Data analytics for WON policy implementation are more advanced than ever. Massive datasets from around the world, society, and the modern economy are now freely obtainable or commercially available on a fee-for-service or subscription basis. "Nontraditional" data, which previous generations could neither create nor obtain and combine at scale, can now be "digested" using powerful analytical and computational tools, potentially allowing important new insights.
The category of “publicly available information” (PAI) is crucial to success in this regard, both because under current rules it is the category of information most sharable across the U.S. government, and because there is so much of it available. U.S. policy is to promote the effective use of PAI in support of policymaking and implementation. Nevertheless, certain aspects of PAI management—specifically, those related to information concerning “U.S. persons”—are subject to a set of overlapping federal regulations that provide concurrent, but inconsistent, standards to govern the handling and use of such data.
How to establish and maintain a regulatory, legal, and policy framework that allows effective data usage and sharing in support of WON strategy, and that accomplishes this in ways consistent with American values is a governance challenge. This paper suggests a pilot program for using PAI-based analytics to help secure America’s critical supply chains against foreign adversary control or manipulation and offers suggestions for a new legislative framework or permissions and safeguards that could help harmonize rules in this arena. It also suggests a possible “Code of Ethical Conduct in the Use of Publicly Available Information” that could be promulgated as an articulation of best practices for the ethical employment of PAI.

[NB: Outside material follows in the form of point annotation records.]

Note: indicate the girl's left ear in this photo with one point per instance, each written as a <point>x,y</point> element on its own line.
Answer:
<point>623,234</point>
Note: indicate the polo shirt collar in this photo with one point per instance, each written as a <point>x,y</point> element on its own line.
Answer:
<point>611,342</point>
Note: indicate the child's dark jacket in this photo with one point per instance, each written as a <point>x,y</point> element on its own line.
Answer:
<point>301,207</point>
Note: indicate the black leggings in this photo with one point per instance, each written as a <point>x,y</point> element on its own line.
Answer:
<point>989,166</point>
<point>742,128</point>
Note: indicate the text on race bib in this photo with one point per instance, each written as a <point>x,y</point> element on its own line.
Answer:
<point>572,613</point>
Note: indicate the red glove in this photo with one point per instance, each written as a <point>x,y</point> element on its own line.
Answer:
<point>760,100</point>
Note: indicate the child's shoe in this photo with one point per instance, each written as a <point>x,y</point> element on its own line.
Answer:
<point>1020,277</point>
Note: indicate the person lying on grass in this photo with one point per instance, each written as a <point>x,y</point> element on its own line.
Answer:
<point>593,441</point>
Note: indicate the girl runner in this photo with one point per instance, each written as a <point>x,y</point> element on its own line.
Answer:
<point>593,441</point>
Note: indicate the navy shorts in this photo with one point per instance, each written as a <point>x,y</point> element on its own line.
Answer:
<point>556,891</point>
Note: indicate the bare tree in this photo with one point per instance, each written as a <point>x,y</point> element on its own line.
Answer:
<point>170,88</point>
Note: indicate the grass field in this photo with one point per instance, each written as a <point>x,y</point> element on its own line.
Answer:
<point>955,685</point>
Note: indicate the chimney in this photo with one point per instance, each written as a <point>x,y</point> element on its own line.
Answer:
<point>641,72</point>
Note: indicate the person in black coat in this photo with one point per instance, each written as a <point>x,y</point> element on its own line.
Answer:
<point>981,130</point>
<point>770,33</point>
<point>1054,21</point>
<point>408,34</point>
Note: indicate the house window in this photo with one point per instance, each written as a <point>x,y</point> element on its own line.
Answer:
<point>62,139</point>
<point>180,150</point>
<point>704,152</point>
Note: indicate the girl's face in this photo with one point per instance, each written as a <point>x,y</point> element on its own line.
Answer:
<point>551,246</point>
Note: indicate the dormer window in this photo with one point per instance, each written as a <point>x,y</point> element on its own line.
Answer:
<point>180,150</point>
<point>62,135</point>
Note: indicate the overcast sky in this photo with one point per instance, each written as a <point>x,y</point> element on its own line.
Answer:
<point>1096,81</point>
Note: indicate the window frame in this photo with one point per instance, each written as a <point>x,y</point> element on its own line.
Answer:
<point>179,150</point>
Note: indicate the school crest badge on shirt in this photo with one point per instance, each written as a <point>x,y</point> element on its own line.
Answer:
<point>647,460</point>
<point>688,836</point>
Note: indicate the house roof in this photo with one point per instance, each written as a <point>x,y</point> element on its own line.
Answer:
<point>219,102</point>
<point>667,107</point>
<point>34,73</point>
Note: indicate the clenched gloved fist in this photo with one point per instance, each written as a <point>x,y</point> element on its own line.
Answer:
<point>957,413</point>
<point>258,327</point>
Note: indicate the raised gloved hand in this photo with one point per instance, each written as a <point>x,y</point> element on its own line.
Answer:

It is essential we take better advantage of what sophisticated analysis of publicly available nontraditional data has to offer in helping meet our country’s most pressing WON challenges. Whatever the standard of privacy protection and institutional accountability that is adopted, it we should move toward a uniform standard for cross-jurisdictional data access, analysis, and dissemination in support of WON objectives. The White House, Congress, and other leaders should reform the federal data-management architecture in ways that facilitate WON competitive success, while protecting the values the American people cherish most.